En la primera, los argumentos fueron sobre todo internos e ideológicos, destinados a reflejar la verdadera realidad norteamericana –la negativa, de desigualdad, segregación y belicismo, por un lado, y la positiva de lucha contra esas políticas criminales, por otro–. Buscaban denunciar las políticas criminales dentro y fuera de EEUU, activar luchas y articular sectores a menudo inconexos en torno a una agenda progresista común. Esa agenda tuvo que ser recogida en parte en el programa legislativo de la candidatura de Clinton tras vencer a Sanders. Lo que históricamente había sido marginal se convirtió en oficial, según muchos en el programa más radical de la historia de los demócratas pese a tener una de las candidatas más reaccionarias.
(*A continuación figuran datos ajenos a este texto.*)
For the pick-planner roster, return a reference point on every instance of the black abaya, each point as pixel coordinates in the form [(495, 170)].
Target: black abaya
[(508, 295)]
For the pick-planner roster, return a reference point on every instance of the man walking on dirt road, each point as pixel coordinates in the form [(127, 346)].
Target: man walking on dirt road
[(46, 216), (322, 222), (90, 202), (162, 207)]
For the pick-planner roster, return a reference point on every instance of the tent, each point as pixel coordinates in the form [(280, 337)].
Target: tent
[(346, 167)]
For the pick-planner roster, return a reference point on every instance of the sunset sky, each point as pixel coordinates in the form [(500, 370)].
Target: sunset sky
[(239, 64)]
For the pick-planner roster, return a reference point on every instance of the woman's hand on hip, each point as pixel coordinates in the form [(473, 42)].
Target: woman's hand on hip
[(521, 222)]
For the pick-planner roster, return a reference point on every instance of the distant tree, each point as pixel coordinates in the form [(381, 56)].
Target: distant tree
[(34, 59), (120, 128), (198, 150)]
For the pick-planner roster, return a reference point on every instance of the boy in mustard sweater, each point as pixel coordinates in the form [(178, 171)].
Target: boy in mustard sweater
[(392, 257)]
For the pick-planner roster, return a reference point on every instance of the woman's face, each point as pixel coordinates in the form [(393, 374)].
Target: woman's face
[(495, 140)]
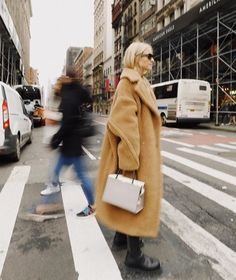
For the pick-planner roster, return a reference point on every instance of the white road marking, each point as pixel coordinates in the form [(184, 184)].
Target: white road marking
[(201, 168), (212, 148), (221, 258), (174, 132), (92, 256), (223, 199), (92, 157), (209, 156), (177, 142), (226, 146), (10, 198)]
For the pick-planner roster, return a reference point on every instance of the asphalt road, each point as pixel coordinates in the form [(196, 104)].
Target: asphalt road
[(197, 236)]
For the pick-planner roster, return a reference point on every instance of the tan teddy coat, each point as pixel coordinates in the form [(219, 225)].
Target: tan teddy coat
[(132, 142)]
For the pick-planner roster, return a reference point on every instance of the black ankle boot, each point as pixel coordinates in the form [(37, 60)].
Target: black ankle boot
[(136, 259)]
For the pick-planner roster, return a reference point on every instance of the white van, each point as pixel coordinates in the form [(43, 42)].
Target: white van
[(15, 124)]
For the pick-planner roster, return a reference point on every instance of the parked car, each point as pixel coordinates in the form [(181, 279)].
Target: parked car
[(15, 123), (33, 97)]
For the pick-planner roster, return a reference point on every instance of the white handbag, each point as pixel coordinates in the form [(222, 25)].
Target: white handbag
[(124, 192)]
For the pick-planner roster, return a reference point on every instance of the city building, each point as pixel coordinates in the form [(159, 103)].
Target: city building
[(79, 61), (15, 41), (117, 39), (88, 71), (196, 40), (103, 54), (71, 54)]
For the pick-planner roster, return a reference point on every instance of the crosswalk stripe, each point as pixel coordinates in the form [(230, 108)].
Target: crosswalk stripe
[(209, 156), (200, 167), (212, 148), (221, 257), (10, 198), (226, 146), (91, 254), (177, 142), (223, 199)]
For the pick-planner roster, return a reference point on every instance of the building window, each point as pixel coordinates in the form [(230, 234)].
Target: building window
[(145, 6), (135, 8), (181, 9), (148, 25)]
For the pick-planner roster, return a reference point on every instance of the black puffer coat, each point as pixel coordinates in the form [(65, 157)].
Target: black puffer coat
[(73, 97)]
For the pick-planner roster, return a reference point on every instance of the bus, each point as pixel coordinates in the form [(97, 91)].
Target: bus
[(183, 101), (33, 99)]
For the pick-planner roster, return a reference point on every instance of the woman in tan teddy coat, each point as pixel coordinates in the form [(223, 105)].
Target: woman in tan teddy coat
[(132, 143)]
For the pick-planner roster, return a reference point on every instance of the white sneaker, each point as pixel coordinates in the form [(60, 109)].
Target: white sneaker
[(50, 189)]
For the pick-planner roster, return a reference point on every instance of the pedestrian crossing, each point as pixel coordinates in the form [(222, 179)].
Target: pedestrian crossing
[(91, 253)]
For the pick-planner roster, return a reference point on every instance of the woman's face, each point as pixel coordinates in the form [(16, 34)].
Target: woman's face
[(145, 61)]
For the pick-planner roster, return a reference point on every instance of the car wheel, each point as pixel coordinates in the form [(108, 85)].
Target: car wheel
[(16, 154)]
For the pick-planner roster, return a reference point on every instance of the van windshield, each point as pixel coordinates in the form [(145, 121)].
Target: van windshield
[(29, 92)]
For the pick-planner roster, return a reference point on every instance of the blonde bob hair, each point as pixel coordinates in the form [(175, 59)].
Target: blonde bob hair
[(133, 51)]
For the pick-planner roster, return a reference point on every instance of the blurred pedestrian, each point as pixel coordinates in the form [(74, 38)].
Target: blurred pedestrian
[(73, 99), (132, 143)]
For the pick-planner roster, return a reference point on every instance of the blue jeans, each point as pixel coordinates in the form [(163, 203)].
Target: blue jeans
[(79, 167)]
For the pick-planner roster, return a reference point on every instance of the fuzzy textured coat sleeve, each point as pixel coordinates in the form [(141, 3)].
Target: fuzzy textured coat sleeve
[(123, 122)]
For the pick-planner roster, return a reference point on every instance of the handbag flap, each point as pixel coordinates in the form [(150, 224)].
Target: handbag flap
[(124, 192)]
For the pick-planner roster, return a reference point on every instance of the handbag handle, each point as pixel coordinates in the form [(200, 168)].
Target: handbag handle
[(118, 172)]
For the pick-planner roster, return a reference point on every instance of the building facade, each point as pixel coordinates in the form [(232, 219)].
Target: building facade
[(15, 41), (88, 71), (198, 42), (190, 39), (103, 53)]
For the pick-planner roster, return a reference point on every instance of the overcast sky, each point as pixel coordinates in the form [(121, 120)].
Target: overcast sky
[(55, 26)]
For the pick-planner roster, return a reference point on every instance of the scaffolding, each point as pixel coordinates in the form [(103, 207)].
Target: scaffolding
[(10, 61), (205, 50)]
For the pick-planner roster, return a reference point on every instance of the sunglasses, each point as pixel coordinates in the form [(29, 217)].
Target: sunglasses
[(149, 56)]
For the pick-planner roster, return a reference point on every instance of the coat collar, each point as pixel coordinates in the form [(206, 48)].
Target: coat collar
[(142, 88)]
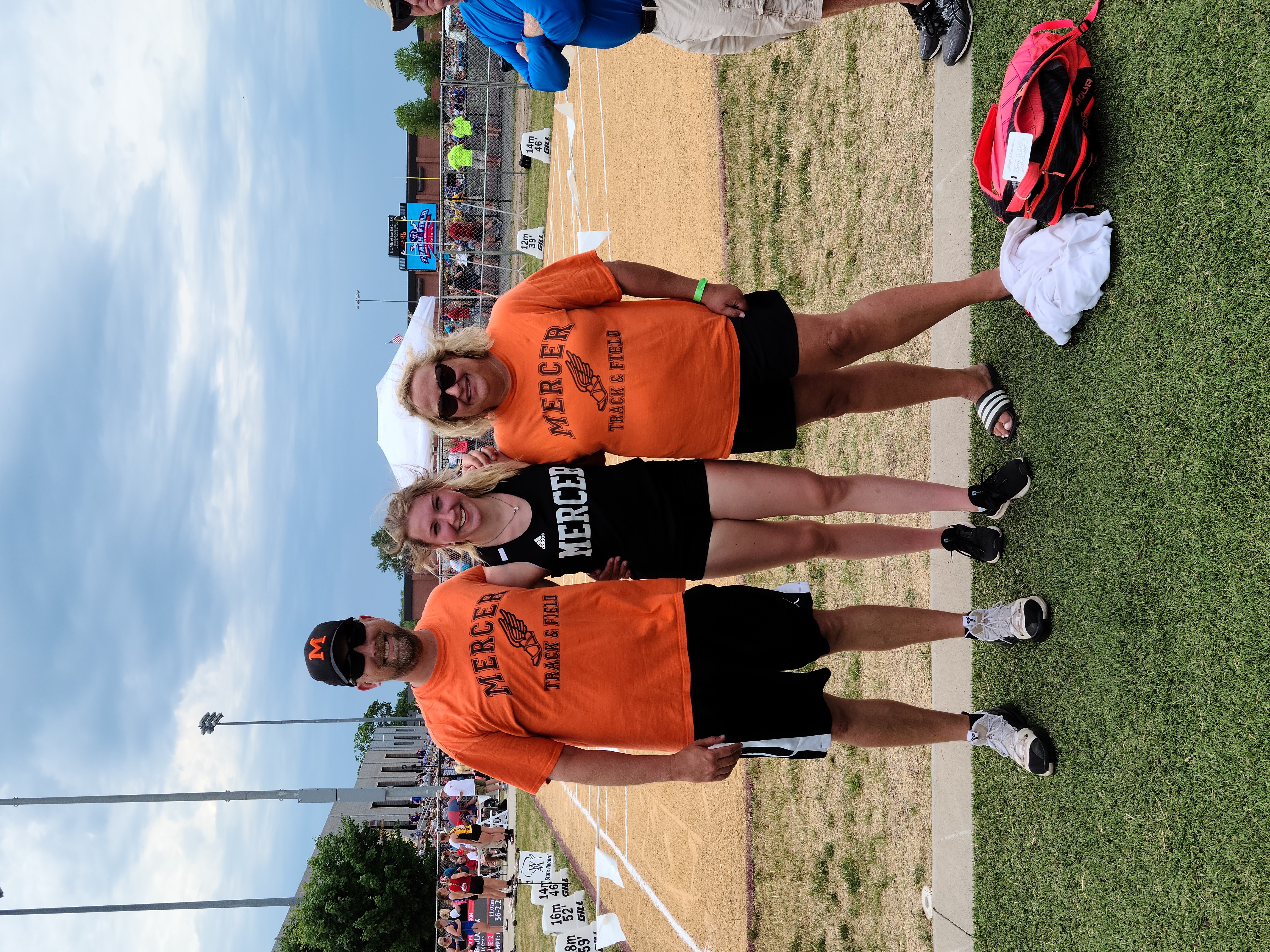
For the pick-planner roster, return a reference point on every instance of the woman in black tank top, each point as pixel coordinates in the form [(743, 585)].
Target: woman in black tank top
[(680, 520)]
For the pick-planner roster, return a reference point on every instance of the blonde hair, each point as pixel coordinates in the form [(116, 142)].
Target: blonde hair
[(470, 342), (473, 484)]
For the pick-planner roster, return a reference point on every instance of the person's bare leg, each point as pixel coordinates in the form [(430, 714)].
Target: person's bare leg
[(886, 319), (741, 489), (886, 628), (750, 546), (890, 724), (887, 385)]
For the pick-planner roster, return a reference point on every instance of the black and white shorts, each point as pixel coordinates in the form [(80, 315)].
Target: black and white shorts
[(768, 338), (743, 644)]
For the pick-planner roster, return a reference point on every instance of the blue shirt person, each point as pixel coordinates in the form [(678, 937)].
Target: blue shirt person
[(596, 25)]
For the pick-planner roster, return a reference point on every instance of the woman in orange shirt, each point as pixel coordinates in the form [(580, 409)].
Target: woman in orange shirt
[(677, 520), (568, 369)]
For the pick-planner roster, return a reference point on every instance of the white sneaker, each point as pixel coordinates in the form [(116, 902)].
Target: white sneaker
[(1023, 620), (1006, 732)]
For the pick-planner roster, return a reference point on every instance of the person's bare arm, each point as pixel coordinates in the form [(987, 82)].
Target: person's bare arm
[(646, 281), (697, 763)]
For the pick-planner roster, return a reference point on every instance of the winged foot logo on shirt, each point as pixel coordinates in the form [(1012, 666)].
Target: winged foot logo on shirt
[(520, 635), (586, 380)]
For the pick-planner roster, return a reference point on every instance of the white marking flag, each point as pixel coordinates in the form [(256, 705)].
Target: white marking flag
[(609, 931), (591, 240)]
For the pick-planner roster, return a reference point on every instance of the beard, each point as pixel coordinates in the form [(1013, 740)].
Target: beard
[(407, 649)]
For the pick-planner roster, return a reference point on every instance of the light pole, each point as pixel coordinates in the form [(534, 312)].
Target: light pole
[(159, 907), (210, 721), (359, 300)]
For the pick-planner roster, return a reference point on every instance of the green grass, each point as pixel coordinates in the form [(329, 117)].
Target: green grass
[(542, 112), (1147, 527), (533, 835)]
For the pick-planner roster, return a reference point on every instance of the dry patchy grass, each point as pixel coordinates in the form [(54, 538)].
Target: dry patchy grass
[(827, 149)]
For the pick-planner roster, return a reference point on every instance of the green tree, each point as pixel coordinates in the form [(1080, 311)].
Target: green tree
[(420, 61), (406, 705), (370, 892), (366, 732), (291, 940), (389, 563), (420, 117)]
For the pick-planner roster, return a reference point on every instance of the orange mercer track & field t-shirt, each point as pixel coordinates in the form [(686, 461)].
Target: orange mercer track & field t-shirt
[(522, 672), (591, 373)]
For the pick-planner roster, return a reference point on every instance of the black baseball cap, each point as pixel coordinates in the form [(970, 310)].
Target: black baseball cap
[(329, 653), (398, 11)]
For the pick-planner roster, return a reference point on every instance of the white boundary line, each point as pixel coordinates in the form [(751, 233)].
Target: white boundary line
[(661, 907), (952, 782), (604, 154)]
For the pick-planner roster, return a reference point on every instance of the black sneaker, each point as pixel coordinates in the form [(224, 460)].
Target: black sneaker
[(984, 544), (998, 488), (930, 27), (1006, 732), (958, 27)]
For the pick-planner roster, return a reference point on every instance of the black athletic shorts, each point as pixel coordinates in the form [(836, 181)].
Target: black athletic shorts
[(742, 646), (769, 357), (684, 499)]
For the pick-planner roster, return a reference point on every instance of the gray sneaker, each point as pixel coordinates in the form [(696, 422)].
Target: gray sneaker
[(930, 27), (958, 27), (1023, 620), (1006, 732)]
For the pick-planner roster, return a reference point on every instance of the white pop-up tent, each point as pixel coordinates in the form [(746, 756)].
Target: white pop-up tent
[(408, 442)]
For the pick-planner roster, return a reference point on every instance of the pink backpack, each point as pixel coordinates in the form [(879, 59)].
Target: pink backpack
[(1048, 94)]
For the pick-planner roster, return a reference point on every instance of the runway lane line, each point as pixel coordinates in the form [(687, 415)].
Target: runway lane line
[(661, 907)]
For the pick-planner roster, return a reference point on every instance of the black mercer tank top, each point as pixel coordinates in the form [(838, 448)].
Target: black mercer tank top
[(582, 516)]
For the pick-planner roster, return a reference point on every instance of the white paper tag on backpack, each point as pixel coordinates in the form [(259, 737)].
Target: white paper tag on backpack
[(1018, 155)]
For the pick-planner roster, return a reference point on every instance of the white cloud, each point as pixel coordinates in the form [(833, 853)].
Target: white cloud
[(108, 111)]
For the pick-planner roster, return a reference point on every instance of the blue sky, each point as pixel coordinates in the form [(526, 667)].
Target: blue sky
[(190, 196)]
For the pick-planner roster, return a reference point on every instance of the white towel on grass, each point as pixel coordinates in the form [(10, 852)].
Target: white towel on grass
[(1059, 272)]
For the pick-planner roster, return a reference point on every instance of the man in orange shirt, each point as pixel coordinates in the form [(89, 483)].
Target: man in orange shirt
[(567, 369), (517, 682)]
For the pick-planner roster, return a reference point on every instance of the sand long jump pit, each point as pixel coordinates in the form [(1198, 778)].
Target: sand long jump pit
[(829, 180)]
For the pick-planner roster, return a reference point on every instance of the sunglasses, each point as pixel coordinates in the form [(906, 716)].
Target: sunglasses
[(350, 636), (449, 404)]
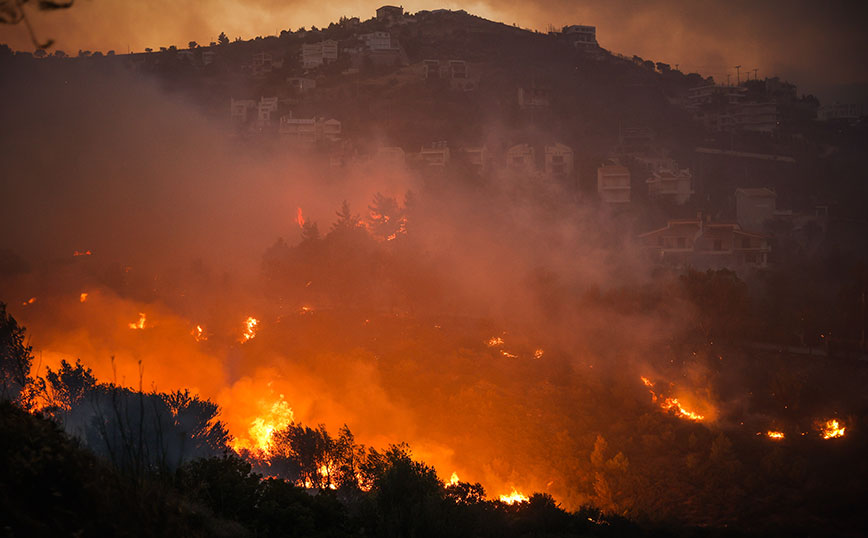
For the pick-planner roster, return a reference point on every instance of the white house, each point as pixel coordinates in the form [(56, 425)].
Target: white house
[(521, 158), (704, 244), (613, 184), (378, 41), (436, 155), (558, 160), (754, 207), (674, 185), (477, 158), (301, 130), (301, 84), (317, 54), (391, 156), (581, 36), (267, 106), (238, 109)]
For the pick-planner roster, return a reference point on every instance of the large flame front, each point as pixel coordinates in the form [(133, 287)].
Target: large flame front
[(672, 404), (514, 497), (275, 417)]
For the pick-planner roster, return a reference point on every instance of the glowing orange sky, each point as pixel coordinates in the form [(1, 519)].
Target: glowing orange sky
[(816, 44)]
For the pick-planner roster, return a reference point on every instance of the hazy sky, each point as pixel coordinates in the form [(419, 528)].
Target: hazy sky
[(816, 44)]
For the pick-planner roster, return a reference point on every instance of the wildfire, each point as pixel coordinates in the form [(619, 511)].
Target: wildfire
[(514, 497), (672, 404), (199, 334), (250, 329), (139, 324), (276, 417), (832, 429), (495, 341), (299, 217)]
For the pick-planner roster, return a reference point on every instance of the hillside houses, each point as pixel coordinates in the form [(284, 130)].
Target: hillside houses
[(703, 244), (316, 54), (672, 185), (614, 184)]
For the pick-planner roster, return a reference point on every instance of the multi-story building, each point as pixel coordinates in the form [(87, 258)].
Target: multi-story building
[(673, 185), (701, 243), (613, 184)]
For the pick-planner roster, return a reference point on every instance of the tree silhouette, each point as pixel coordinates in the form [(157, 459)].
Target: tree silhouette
[(15, 358)]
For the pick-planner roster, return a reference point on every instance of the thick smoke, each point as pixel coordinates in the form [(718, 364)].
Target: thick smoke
[(177, 213)]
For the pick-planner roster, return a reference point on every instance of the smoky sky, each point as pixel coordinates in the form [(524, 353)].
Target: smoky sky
[(815, 44)]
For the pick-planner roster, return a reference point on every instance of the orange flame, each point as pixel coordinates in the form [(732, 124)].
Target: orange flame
[(199, 334), (514, 497), (139, 324), (275, 417), (673, 404), (250, 329), (299, 217), (832, 429)]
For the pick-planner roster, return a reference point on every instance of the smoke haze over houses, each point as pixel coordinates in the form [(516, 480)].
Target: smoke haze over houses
[(822, 45)]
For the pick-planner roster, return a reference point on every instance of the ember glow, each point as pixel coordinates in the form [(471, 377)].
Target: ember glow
[(140, 324), (514, 497), (199, 334), (250, 328), (832, 429), (299, 217), (494, 341)]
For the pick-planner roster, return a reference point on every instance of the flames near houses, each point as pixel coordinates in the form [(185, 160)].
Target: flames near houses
[(495, 299)]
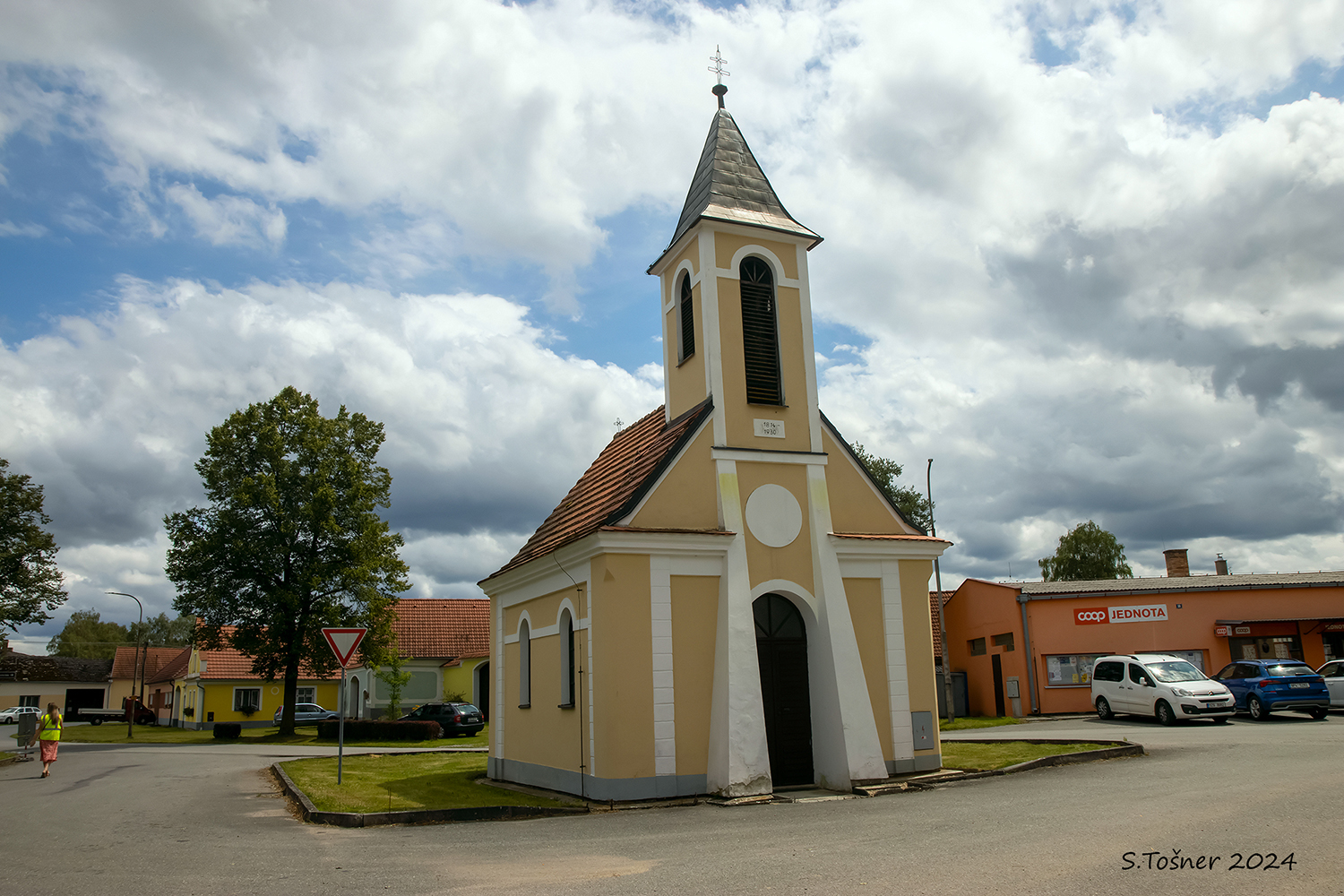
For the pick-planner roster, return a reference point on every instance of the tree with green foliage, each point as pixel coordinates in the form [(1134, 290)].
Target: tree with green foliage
[(909, 498), (290, 540), (1086, 551), (30, 581), (85, 634)]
Eso sí, sin más garantías que la presión social y el desarrollo de la dinámica política puesta en marcha en primarias. Lógicamente, muchos siguen pensando que la derrota de Sanders demuestra que ese programa solo se podrá desarrollar desde fuera del Partido Demócrata, a través de una nueva fuerza política.

También hubo entonces un fuerte debate táctico sobre quién era el mejor candidato para frenar a Trump, algo que se ha repetido más tarde al ver cómo Clinton era incapaz de vincular a amplios sectores, tanto por su trayectoria criminal e intereses corporativos como por la latente misoginia existente en grandes capas de la sociedad, entre otros muchos factores.

Llegados a este punto, la izquierda afronta uno de sus tradicionales dilemas, pero con formas nuevas y escenarios imprevisibles. Por ejemplo, Noam Chomsky plantea la opción de votar a Clinton como un mal menor, a la vez que recuerda que el acto de votar es también un hecho menor en una lucha cotidiana, sostenida y coherente. Angela Davis defiende que la prioridad es parar a Trump, sin por ello apoyar a Clinton pero sin ser tan «narcisista» como para no ser capaz de votarle.

En otra versión del mencionado fatalismo, otra parte de la izquierda sostiene que en el peor escenario las clases populares tomarán conciencia de su realidad y las cosas darán la vuelta entera. Esa poética idea de que antes del amanecer la noche es más oscura. Es el cálculo de que, en este caso, será más fácil hacer la revolución contra Trump que hacerla efectiva con Clinton como comandante en jefe. Como mínimo, un cálculo arriesgado.

En todo caso, este dilema no se puede resolver intelectualmente, sino a través de la práctica política. Por crucial que sea el evento electoral y demenciales sus actores, lo cierto es que en términos de proceso en EEUU existen opciones para la izquierda que, si aciertan, puede suponer avances y abrir otros escenarios.